Gachagua who has over 500,000 followers on Twitter lost his blue tick on Sunday.

The blue verification badge is notably found on senior government officials, journalists or public figures.

The badge usually indicates that an account holder is a notable person in society, for instance, a senior government official, a journalist or a public figure. It was immediately established why the second in command lost the badge, but it is suspected due to the ongoing policy update, which among others, requires a monthly subscription.

Twitter announced that it will start facing out its legacy blue badges on April 1, 2023.

This follows the platform’s announcement last year, that users will now pay a monthly fee under Twitter Blue to have the badge (blue checkmark).

“On April 1st, we will begin winding down our legacy verified program and removing legacy verified checkmarks,” Twitter said on Friday.

Going forward, Twitter users who want the verification mark will now have to reapply under Twitter Blue.

The changes came about after Elon Musk bought the company.

Under Twitter Blue, subscribers will enjoy priorities in replies, mentions and searches, which Musk said was essential to defeat spam/scams.

They will also be able to post long videos and audio and get half as many adverts.

“There will also be a secondary tag below the name for someone who is a public figure, which is already the case for politicians,” Musk said.

Twitter’s verification which is denoted by a blue check next to the name of the user’s handle, was launched in 2009. This was three years after the launch of the site.

According to the Independent, it was first introduced after baseball legend Tony La Russa filed a lawsuit against Twitter in 2009 over an impersonator.

The idea of verification was that it could prove the identity of a user.

Musk announced a subscription fee of Sh972 ($8) per month for one to get the verification.

The announcement came after the world’s second wealthiest man took sole control of the social media giant in a contentious $44 billion deal (KSh 5.8 trillion).

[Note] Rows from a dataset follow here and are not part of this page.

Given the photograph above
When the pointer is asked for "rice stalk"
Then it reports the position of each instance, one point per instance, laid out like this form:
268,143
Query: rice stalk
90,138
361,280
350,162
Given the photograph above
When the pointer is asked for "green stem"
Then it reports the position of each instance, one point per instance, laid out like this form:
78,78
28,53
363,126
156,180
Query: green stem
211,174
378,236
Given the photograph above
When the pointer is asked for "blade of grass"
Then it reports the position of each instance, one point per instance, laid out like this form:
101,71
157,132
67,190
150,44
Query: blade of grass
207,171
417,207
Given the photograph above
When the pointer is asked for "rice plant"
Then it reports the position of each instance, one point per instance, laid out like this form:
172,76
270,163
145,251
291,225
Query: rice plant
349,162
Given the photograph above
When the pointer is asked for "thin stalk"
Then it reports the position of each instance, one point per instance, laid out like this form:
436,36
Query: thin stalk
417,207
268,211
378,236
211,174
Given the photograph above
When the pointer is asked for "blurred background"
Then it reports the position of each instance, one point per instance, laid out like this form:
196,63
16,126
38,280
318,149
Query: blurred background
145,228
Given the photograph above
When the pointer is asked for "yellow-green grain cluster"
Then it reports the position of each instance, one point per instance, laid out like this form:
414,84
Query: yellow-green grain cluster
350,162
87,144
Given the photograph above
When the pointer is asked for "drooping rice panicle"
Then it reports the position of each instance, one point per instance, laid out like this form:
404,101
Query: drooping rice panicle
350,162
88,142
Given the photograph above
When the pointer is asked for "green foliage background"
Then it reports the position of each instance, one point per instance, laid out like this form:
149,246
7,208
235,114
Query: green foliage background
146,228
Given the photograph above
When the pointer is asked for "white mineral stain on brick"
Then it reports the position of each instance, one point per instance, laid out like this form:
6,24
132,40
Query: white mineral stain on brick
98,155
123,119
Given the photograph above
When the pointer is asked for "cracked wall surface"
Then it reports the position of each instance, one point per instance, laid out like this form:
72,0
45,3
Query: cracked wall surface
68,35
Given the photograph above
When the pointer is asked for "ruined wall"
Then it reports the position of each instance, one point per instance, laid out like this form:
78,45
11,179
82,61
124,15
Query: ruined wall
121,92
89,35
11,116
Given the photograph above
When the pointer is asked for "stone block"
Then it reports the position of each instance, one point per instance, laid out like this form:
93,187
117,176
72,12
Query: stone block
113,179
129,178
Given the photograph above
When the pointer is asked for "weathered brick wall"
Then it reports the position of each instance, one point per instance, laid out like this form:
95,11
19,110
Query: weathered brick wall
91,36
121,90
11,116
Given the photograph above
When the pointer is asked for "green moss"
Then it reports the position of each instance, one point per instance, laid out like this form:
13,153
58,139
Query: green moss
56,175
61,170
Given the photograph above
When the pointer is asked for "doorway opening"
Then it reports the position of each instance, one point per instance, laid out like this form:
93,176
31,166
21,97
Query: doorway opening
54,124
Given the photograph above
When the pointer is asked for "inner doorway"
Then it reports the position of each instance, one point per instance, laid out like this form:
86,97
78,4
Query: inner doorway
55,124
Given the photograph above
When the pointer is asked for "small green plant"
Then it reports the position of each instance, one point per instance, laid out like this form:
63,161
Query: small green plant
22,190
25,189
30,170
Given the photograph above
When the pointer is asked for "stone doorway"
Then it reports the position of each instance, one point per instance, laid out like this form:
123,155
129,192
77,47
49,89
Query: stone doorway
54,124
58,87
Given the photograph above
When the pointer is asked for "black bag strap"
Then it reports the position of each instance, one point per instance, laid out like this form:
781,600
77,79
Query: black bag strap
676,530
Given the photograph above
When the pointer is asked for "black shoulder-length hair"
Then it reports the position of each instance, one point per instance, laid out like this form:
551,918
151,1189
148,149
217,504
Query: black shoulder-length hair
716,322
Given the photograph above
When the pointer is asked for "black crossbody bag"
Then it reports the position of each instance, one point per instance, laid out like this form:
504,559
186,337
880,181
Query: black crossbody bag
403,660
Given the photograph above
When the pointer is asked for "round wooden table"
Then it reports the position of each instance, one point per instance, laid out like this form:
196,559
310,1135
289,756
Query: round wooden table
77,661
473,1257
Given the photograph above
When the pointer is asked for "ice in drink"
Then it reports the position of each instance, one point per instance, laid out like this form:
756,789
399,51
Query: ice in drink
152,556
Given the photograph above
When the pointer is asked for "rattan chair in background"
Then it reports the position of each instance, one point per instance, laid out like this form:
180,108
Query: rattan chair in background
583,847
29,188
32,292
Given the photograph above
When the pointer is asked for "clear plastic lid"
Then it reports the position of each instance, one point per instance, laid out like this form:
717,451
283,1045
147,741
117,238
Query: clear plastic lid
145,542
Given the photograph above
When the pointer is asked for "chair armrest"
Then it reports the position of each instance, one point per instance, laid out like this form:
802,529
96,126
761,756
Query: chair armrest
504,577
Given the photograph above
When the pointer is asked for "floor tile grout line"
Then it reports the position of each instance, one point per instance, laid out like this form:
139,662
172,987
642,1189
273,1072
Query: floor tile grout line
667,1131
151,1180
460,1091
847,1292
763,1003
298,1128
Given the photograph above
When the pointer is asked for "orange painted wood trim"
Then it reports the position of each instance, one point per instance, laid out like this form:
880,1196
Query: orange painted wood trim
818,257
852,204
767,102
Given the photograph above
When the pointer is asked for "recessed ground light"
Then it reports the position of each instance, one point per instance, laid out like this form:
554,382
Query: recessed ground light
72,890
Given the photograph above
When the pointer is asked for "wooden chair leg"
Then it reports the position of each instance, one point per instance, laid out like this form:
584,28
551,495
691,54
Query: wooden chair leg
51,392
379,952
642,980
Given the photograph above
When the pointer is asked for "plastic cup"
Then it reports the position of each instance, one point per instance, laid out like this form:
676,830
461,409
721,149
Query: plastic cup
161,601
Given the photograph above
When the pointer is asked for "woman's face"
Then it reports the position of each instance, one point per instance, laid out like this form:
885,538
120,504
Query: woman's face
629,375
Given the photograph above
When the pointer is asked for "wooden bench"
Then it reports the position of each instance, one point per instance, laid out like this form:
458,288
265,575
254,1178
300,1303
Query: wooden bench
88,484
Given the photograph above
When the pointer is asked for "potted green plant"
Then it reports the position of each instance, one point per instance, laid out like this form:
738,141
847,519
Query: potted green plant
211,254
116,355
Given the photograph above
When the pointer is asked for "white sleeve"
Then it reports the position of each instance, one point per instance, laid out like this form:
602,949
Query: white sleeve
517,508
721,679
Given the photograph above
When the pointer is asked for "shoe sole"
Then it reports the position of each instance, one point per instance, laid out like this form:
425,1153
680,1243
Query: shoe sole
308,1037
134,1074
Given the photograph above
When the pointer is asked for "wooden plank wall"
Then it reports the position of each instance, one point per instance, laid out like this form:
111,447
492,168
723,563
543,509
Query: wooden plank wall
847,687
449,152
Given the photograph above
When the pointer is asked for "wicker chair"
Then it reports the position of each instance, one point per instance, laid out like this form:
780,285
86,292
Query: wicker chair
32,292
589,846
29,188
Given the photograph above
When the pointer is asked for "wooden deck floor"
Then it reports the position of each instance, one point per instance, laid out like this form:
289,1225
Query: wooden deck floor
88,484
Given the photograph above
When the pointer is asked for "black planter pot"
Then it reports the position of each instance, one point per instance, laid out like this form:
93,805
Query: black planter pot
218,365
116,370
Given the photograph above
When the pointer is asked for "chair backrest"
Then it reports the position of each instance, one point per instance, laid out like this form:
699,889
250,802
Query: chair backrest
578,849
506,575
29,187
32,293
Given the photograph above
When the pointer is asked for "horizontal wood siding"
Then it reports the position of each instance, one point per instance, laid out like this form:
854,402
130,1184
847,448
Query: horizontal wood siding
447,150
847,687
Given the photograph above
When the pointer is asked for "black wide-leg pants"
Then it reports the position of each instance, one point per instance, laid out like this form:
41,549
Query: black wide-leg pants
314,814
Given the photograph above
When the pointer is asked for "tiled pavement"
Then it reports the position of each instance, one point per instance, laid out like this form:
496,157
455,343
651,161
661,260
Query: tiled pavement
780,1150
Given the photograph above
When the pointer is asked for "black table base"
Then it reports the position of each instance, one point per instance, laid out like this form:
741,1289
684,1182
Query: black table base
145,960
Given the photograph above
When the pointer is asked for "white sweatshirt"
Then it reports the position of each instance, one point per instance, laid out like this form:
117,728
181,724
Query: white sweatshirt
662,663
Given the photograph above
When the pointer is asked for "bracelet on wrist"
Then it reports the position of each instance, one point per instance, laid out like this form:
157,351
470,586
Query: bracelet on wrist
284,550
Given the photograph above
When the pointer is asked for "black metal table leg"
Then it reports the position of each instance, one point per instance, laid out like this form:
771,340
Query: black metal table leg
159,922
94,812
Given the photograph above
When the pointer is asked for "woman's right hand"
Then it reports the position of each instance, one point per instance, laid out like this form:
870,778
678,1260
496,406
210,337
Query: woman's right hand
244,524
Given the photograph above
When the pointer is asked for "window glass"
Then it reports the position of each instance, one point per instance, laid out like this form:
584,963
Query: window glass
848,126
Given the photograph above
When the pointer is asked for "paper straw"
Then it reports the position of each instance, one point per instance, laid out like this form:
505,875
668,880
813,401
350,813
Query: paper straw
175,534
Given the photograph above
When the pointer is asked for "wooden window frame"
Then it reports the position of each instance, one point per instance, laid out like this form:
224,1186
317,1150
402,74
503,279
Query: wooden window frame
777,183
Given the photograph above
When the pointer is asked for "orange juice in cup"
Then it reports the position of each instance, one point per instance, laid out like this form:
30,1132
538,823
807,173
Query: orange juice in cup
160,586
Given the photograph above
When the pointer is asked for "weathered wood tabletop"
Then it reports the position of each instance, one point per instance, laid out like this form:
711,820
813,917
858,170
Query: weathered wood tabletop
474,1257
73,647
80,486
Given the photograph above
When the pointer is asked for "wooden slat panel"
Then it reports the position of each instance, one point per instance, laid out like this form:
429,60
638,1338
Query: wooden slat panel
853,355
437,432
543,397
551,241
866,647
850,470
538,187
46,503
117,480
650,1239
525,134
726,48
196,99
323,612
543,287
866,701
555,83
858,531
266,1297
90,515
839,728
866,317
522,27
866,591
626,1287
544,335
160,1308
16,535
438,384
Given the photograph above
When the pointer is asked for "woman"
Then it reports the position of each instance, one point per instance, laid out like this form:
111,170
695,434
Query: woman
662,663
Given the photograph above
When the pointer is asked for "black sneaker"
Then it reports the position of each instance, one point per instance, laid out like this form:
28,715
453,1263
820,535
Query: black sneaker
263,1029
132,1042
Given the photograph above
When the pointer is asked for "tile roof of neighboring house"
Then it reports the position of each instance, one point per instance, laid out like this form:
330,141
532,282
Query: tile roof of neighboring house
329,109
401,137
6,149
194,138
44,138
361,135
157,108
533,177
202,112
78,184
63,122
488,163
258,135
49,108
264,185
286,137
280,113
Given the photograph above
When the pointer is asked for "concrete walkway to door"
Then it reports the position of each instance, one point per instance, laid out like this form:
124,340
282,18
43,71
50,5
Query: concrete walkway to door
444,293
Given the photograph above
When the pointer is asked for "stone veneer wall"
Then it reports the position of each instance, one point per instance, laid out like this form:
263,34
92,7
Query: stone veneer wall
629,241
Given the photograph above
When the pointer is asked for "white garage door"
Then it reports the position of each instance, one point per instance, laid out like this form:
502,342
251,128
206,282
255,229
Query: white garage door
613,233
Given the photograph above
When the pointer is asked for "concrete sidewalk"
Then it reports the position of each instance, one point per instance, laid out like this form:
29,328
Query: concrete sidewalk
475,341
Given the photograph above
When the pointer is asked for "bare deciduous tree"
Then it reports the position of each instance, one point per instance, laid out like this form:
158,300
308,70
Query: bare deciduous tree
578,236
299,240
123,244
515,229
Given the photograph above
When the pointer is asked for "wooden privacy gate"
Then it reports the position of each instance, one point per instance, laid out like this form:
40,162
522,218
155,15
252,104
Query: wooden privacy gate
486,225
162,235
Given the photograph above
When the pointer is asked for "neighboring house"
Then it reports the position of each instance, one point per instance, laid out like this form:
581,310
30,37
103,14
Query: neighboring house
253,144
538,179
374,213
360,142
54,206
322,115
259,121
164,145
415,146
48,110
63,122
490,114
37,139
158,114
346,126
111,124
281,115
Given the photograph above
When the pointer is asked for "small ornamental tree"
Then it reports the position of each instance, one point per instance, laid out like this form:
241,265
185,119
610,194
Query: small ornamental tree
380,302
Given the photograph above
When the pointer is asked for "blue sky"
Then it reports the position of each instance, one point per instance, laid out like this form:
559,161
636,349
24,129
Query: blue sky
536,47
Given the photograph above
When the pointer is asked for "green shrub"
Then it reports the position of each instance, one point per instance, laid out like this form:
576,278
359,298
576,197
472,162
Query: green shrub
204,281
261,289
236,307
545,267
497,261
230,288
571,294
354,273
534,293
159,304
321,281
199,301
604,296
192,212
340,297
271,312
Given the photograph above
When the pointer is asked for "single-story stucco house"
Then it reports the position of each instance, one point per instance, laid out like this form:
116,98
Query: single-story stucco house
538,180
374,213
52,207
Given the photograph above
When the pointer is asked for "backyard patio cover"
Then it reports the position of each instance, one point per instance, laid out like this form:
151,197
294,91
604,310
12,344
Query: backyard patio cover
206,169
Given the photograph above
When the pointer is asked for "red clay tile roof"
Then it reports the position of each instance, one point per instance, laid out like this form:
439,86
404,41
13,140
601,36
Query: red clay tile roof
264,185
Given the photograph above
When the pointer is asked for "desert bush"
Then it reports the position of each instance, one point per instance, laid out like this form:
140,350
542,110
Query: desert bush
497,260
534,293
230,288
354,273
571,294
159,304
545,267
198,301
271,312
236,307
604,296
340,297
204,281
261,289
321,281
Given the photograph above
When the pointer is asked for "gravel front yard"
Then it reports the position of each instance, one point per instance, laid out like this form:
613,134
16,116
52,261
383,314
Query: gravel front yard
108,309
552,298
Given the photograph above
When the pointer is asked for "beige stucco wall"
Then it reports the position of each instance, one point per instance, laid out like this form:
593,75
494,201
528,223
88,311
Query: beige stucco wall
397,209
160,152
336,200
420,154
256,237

Power to the people! Blue for $8/month,” he tweeted, in reference to the platform’s famous blue checkmark that signals a verified, authentic account.

The new plan’s pricing would be adjusted by country “proportionate to purchasing power parity,” Musk added in the replies to his original tweet, and would also include “priority” in replying to and searching posts, which he called “essential to defeat spam/scam.”